Es gibt in dieser Methode 2 Fragerunden, welche ihr idealerweise ehrlich für euch selbst beantwortet. Lasst´ Euch einfach darauf ein (wenn Ihr wollt) und schreibt mit gerne Eure Ergebnisse bzw. Eindrücke!
Los geht´s!
1.Schritt: „Dein Problem“ analysieren
Wähle eine Eigenschaft in Form eines Adjektives aus, die `typisch´für Dich ist und die dich irgendwie `nervt´! Sei es „ängstlich“, „aufbrausend“, „chaotisch“, „eifersüchtig“, „enttäuscht“, oder eine andere. Setze es an die Stelle wo das „x“ steht ein.
- Wie wurdest Du X?
- Wie zeigt es sich am stärksten?
- Wenn Du X bist, was tust Du anders, als wenn Du NICHT X wärest?
- Welche Konsequenzen hat das `X– sein´ auf Dein Leben und Deine Beziehungen, wie spiegelt es sich dort wieder?
- Welche Deiner derzeitigen Probleme entstehen dadurch?
- Wie ist Dein Selbst-Bild, wenn Du X bist?
- Wenn ein Wunder geschehen würde und du eines morgens aufwachen würdest, OHNE X zu sein… Wie genau würde dein Leben dann aussehen? (An dieser Stelle schreibe ruhig mal einen Tagesablauf oder eine ganze Situation auf, ohne X zu sein- wie würde das aussehen? Wie sind die Reaktionen der Anderen? Wie fühlst Du dich dabei?)
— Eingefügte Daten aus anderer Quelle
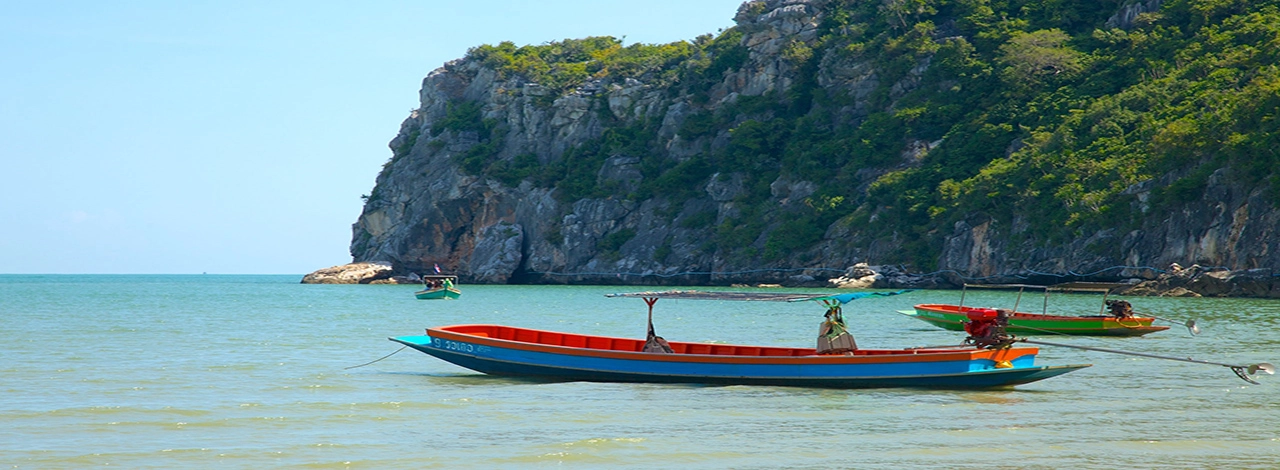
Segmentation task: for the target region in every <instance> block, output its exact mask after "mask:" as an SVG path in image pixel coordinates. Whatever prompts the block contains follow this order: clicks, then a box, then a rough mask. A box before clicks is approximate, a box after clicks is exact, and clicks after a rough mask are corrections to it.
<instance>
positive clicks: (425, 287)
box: [413, 274, 462, 300]
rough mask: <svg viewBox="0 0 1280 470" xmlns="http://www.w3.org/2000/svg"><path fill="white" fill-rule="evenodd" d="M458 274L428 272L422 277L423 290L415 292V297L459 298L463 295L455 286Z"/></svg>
mask: <svg viewBox="0 0 1280 470" xmlns="http://www.w3.org/2000/svg"><path fill="white" fill-rule="evenodd" d="M457 280H458V277H457V275H447V274H428V275H424V277H422V286H424V287H425V288H424V289H421V291H417V292H413V297H417V298H419V300H434V298H458V297H461V296H462V291H458V288H457V287H456V286H454V283H457Z"/></svg>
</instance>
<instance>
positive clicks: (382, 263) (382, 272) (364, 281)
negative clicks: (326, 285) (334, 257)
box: [302, 261, 394, 284]
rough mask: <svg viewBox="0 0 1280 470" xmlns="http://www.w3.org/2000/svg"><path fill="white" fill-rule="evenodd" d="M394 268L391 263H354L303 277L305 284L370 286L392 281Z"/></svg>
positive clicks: (303, 279) (377, 262) (348, 264)
mask: <svg viewBox="0 0 1280 470" xmlns="http://www.w3.org/2000/svg"><path fill="white" fill-rule="evenodd" d="M393 271H394V268H393V266H392V264H390V263H389V261H365V263H352V264H344V265H340V266H333V268H325V269H320V270H317V271H315V273H311V274H307V275H305V277H302V283H303V284H370V283H374V282H376V280H379V279H390V277H392V273H393Z"/></svg>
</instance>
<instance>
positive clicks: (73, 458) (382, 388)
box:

2. Schritt: Externalisieren des Problems!
In diesem Schritt kommen wir nun zum Kern des Ganzen: wir wollen das Problem nicht mehr als `Teil von uns´ sehen, sondern als eine „Herausforderung, der wir gegenüber stehen“! Mache dazu folgende Schritte:
Lass´das soeben Geschriebene hinter Dir. Nimm die gleiche Eigenschaft/Adjektiv und verwandle es in ein Nominativ. Aus „ärgerlich“ wird demnach „Ärger“, aus „eifersüchtig“ wird „Eifersucht“, etc. Diesesmal setzt Du dieses Nominativ einfach dort ein, wo ein Y steht.
- Was hat Dich so verletzlich gemacht für Y, so dass es Dein Leben bestimmen konnte?
- In welchen Situationen nimmt Y üblicherweise die Überhand (dominiert es)?
- Welche Dinge passieren dann, wenn Y die Überhand hat?
- Was hat Y bei Dir bewirkt, entgegen Deinem Verstand?
- Welche Auswirkung hat das Y auf Dein Leben und Deine Beziehungen?
- Wie hat Dich Y in die derzeitigen Schwierigkeiten gebracht?
- Macht Dich Y blind gegenüber deinen Stärken, oder kannst Du sie trotzdem erkennen?
- Gab es Zeiten, in denen Du in der Lage warst, das Beste aus Y zu machen? Zeiten, in denen Y hätte Überhand nehmen können, Du jedoch darüber gestanden hast?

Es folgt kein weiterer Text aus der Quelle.